The problem with their attempts is that more & more, consumers are owning tools capable of production.  We must no longer be mere consumers, but instead, we can make new, remake, remix, cut, distribute, comment on, link to, and otherwise interact with the media that make up our culture and cultural artifacts.  And all of their attempts to make us stop haven't really worked - why, just take a look at this remix of "don't copy that floppy!"  

And what about the laws that have been passed in regards to copyright infringement?  Well, frankly, because of the very design of the internet, they're pretty damn hard to enact efficiently.  Hence the spectacle of one or two high profile cases against housewives & 14 yr olds for illegally downloading bad 90s anime & that one Metallica album.  These spectacles, although sometimes they are abiding by the legal letter of the law, do more than simply punish "criminals."  

Instead, things like the take down of Megaupload, or the earlier transformation of Napster into a pay service,  create an ideological reality - they attempt to change what is considered proper rhetorical behavior in the forum.  Actions like these are a rhetorically savvy demonstration to users that perhaps they should reconsider downloading that song for free (it's not like they weren't going to buy the album on iTunes later anyways).  Essentially, users are being trained, through fear tactics, not to share.  & I'm pretty certain that we all learned in kindergarten just how important sharing is.

What this whole mess boils down to is a struggle over who gets to shape "the boundaries of the rhetorical community itself" (Farrell 91).  Who gets to make the rules about what is appropriate behavior in the rhetorical forum?  Who gets to decide what kind of communication is allowed to happen?

Obviously, we all have a vested interest at stake.  Whether you are a content creator, sometimes (understandably) frustrated by people "stealing" your work, or a user who  helps content creators spread & market their work, we are participating in the rhetorical construction of our virtual space.  And so is our government right now, and the lobbyists who put the money in their pockets, and the people who actually make the money off of content (usually not the artists), and, of course, the services that host the content. 

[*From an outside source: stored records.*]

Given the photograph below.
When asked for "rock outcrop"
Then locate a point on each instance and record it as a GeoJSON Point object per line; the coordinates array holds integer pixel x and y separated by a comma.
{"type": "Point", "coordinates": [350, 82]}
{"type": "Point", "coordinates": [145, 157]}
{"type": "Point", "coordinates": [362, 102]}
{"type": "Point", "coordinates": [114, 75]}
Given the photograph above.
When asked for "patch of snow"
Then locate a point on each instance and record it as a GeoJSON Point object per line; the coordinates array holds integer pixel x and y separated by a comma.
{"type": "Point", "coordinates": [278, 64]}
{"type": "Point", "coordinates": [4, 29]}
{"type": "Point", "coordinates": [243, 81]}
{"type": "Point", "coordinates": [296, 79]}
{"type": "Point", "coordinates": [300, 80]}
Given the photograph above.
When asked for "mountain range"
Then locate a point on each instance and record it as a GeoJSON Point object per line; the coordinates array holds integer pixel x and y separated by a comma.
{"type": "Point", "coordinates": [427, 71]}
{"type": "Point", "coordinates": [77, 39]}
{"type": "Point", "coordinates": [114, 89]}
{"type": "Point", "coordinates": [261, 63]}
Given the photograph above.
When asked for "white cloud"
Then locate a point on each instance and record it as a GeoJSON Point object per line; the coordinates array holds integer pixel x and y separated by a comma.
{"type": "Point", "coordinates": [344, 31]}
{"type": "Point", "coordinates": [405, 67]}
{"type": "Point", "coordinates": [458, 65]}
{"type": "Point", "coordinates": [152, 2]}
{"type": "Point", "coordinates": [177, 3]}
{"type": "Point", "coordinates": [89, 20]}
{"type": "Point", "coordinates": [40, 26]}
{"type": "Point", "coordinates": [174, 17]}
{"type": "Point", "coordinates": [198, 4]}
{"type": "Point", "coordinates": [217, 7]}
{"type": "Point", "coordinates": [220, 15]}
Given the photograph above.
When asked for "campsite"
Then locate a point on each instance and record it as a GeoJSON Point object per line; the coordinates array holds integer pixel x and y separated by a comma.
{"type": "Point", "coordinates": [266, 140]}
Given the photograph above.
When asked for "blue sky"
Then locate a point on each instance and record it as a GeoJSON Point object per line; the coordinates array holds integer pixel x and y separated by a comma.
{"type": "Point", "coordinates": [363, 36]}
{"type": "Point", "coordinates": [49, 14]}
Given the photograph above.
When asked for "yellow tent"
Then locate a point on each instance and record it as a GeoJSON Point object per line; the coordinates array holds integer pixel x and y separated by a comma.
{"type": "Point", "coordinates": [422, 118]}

But, really, it's not about the content.  It's about the creation of our culture.  And really? None of this is new.  It's just in a different place, a rhetorical forum that has taken a new shape, found a new home.  A new home that I'm not ready to give up without a fight.  The internet was made for sharing; it is built on the premise that sharing information & content should be a core value, one that will advance our culture and lead to creative, scientific, & social advancement.  Despite the actions right now of those who doth protest too much (I'm looking at you, RIAA & MPAA), I think the Anonymous responses & the SOPA Strike are "evidence that [the internet's] own constructive possibilities are far from over" (Farrell 95).  Don't let them scare you; this is our space, & we will keep it that way.  We are the creators of our culture.

█████████████ ███████████ ███ ████ ███ ████████. ███████████ ████ ████ . █████████████ ██████████ ██ █████████ ██████████ ██. ███████████ ██████ everything ███ █████ is ██ ████ fine ████ ███ █ ██████ trust █████ ███████ ███ your █████ ████ government.

Works cited:
Bush, Vannevar.  "As We May Think."  The New Media Reader. Eds. Noah Wardrip-Fruin and Nick Montfort.  Cambridge: the MIT Press, 2003.  Print.

Farrell, Thomas.  "Practice the Arts of Rhetoric: Tradition and Invention."  Contemporary Rhetorical Theory: A Reader.  New York: The Guilford Press, 1999.  Print.